INDRAMAYU, KOMPAS.com - Deretan bangunan lama bergaya kolonial dengan pengaruh arsitektur Tiongkok di Jalan Cimanuk-Veteran-Siliwangi Indramayu menarik perhatian banyak pengunjung.
Kawasan ini dikenal sebagai Kota Tua Indramayu, yang dihuni mayoritas etnis Tionghoa.
Meskipun beberapa bangunan mengalami kerusakan dan menjadi sasaran vandalisme, nuansa sejarah kawasan ini tetap terasa kental.

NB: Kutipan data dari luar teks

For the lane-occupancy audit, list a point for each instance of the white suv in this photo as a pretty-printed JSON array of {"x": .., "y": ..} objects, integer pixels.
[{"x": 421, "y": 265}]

Dinding yang lapuk, jendela kayu berukir, dan atap bergaya kolonial menjadi saksi bisu bahwa kawasan ini pernah menjadi pusat perekonomian Indramayu.
Bangunan-bangunan tersebut didukung kayu jati besar yang masih kokoh, disambung menggunakan pelat besi.
Baca juga: Kota Tua dan Harmoni Akan Direvitalisasi Jadi Kawasan TOD oleh MRT Jakarta
Menurut catatan Yayasan Indramayu Historia Foundation, bangunan di kawasan ini dibangun antara tahun 1820 hingga 1828 pada masa penjajahan Vereenigde Oostindische Compagnie (VOC).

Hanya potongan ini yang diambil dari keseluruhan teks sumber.